You have been blessed with having some amazing artists do work for your books. From Dave Felton to Aeron Alfrey, I have really enjoyed the art used as cover art and interior illustrations that have accompanied your publications. But what are your thoughts on having an artist render scenes from your works into a visual medium? Do you feel that an illustration can sometimes miss what you are going for and do you worry about that? And do you feel that they can maybe add something to your prose, maybe illuminating something that you did not yourself see?
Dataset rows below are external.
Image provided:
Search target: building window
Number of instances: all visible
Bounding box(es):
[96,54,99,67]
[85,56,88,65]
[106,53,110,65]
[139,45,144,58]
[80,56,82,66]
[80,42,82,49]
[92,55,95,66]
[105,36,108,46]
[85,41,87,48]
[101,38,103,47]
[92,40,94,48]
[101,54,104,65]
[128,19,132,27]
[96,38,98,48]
I can only be grateful to the artists I’ve worked with, and to people who’ve sent me fan art unsolicited. They don’t match what I have in my imagination – how could they? Each piece of artwork is the artist’s vision, and when an artist is inspired by something I did, I’m just flat out gobsmacked and thankful. It’s funny, though, when I see graphic adaptations of work by Lovecraft and Ligotti, say, they rarely resonate with me, because they are extremely different from what I pictured in my head. For some reason when I see visual adaptations of my own stuff, that doesn’t matter to me one whit. And yes, sometimes they do work that brings something out I hadn’t seen or considered before. I believe I used the figures from Aeron Alfrey’s Rangel cover…figures he came up with on his own…in a story I wrote after I saw it. Aeron, Dave Felton, Nick Gucker, Michael Bukowski, Yves Tourigny, and others…these are people with incredible talent. It’s a gift to work with them. When I was writing the stories that ended up in Gateways, I never imagined that ten, twelve years down the line I’d be seeing art based on what I was writing. It never fails to excite me.
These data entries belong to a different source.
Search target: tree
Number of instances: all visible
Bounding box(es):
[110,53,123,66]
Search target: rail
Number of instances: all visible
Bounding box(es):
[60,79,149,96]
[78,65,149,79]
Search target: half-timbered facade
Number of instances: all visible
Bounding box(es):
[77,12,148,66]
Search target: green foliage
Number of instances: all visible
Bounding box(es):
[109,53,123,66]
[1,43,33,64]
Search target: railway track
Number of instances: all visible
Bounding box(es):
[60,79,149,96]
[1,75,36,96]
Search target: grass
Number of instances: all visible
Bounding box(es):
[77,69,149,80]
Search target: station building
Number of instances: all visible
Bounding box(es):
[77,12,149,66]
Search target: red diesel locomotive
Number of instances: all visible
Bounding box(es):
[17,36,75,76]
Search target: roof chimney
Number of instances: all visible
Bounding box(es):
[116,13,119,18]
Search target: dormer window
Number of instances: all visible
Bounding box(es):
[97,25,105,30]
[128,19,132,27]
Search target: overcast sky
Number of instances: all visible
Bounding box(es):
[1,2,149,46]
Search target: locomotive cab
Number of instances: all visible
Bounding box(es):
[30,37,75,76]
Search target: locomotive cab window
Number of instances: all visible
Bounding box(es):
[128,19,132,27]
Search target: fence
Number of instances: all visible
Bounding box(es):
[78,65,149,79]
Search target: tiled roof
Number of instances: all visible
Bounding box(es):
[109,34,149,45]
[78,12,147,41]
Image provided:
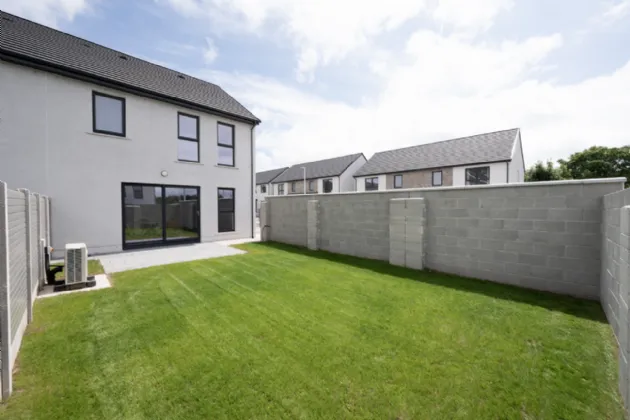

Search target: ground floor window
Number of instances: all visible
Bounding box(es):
[466,166,490,185]
[323,178,332,193]
[122,183,201,249]
[365,177,378,191]
[218,188,236,232]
If you could go back in time, and take three stories from any author, alive or dead, and claim them as your own, what three stories would you take?
Lovecraft’s The Rats in the Walls, Mannequins in Aspects of Terror by Mark Samuels, and Raise High the Roof Beam, Carpenters by J.D. Salinger. I already have about forty more in my head. I’m tempted to keep going.
So what’s next? Any upcoming projects you would like to talk about?
I’m working on the serial still, and I have a few chapters of a third WXXT/Leeds book in a folder on my computer. I have a few ideas for collections down the road, including a collection of Lovecraft satires, a collection by a fictional author (with me writing the introduction), and a more traditional collection I’d like to have out in 2019 or 2020, one for which I hope to find a publisher. I also have a tentative plan to do something unique, another collaboration with artist/game designer Yves Tourigny—it’s still only in the idea stage, but if it comes to pass, I think people will really like it.